Try pulling the connectors off the control board, clean the contacts and then put it all back together and give it another shot.


----------



## Justman (Jul 22, 2006)

Ok. I pulled all the connections off a few times and reconnected them. All show good metal on metal contact. The water heater starts, but it sounds like the valve is rapidly cycling on and off, like a rapid stutter or popcorn popper. I let it go for a few seconds and it stopped cycling and started burning evenly. I turned it off and then on again and got the same result, a few seconds of rapid stuttering and then an even burn. I know it wasn't doing that before...


----------



## CamperAndy (Aug 26, 2004)

I suspect the connection for the thermocouple is marginal. Try disconnecting the thermocouple from the gas valve and reconnecting it to see if that helps.


----------



## RDS (Jul 20, 2011)

CamperAndy said:


> I suspect the connection for the thermocouple is marginal. Try disconnecting the thermocouple from the gas valve and reconnecting it to see if that helps.


Had same problem with mine.

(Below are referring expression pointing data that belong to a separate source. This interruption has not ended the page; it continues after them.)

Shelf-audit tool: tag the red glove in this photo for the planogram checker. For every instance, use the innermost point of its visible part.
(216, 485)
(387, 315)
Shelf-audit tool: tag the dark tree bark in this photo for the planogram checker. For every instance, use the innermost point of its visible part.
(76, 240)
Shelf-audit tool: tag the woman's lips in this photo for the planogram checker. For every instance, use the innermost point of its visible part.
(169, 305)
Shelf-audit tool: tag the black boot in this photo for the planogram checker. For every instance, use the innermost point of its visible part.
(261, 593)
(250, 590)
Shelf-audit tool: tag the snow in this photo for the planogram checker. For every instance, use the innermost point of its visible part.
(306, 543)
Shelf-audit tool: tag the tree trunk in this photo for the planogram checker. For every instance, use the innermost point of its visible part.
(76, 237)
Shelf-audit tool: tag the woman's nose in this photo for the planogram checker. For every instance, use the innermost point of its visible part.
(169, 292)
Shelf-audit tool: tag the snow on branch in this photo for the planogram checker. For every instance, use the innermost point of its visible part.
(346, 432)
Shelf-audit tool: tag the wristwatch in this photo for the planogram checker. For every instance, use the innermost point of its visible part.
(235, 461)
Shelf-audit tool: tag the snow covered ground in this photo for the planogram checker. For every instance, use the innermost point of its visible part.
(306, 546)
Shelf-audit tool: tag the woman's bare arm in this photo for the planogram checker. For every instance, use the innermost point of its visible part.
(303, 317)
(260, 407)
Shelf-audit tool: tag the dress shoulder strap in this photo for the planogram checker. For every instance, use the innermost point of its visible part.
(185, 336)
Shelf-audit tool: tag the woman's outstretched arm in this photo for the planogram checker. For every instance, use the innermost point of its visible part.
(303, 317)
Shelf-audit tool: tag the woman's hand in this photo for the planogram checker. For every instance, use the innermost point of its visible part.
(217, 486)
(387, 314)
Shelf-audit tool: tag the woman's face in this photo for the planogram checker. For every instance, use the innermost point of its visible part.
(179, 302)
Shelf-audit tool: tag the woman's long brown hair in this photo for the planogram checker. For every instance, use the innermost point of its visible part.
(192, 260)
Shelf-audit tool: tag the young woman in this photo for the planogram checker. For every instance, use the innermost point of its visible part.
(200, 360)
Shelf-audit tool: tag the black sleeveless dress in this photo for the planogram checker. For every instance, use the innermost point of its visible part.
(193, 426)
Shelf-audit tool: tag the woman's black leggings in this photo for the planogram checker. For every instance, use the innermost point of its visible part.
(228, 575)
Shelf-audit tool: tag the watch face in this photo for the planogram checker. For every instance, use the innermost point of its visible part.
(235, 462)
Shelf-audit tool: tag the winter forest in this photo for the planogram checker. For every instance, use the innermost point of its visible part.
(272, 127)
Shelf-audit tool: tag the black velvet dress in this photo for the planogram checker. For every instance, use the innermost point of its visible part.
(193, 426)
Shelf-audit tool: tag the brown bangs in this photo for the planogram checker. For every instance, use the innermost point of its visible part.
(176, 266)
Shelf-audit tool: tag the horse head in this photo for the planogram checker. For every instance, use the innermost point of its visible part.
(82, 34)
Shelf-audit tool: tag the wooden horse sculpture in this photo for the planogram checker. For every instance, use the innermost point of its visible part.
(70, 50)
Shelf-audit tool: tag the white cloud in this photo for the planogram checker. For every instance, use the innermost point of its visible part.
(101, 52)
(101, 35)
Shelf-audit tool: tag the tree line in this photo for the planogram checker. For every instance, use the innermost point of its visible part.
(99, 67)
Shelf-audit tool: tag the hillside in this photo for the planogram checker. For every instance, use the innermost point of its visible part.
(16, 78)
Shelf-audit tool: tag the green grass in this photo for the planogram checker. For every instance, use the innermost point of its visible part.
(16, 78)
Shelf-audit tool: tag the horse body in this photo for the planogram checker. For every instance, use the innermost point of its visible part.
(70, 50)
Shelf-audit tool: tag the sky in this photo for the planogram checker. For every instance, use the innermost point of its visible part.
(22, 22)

The cleaning worked for about a season and and half, then it started to quite during trips. I bit the bullet and ordered a new board and harness, I put a little dielectric grease on the new parts (to keep this from happening again) and its working like a champ..


----------



## Justman (Jul 22, 2006)

RDS said:


> I suspect the connection for the thermocouple is marginal. Try disconnecting the thermocouple from the gas valve and reconnecting it to see if that helps.


Had same problem with mine. The cleaning worked for about a season and and half, then it started to quite during trips. I bit the bullet and ordered a new board and harness, I put a little dielectric grease on the new parts (to keep this from happening again) and its working like a champ..
[/quote]

Cool. If disconnecting/re-connecting works this trip, I'll be happy. I'll have to make sure to ops check it before we head out on our next trip. I'm a little anal in that if something isn't working, I tend to want to fix it and that detracts from my relaxation time!


----------



## Stan (Aug 9, 2006)

Justman said:


> All,
> 
> As my camper starts showing its age (ahem...), I've ran across my first real "I can't figure it out" issue that I've had with it.
> 
> ...


You may have tried this, but it always works for me, and I get this problem a couple of times a year. Buy a can of compressed air .. the kind you use to clean keyboards and electronics, slide the venturi back far enough to get the plastic tube from the aircan into the gas tube and blow it ... it's amazing what comes out. Then I blow air around the other end where the sparker unit is. Works 100% of the time when I have this problem. I now keep a can of compressed air in the OB

Stan


----------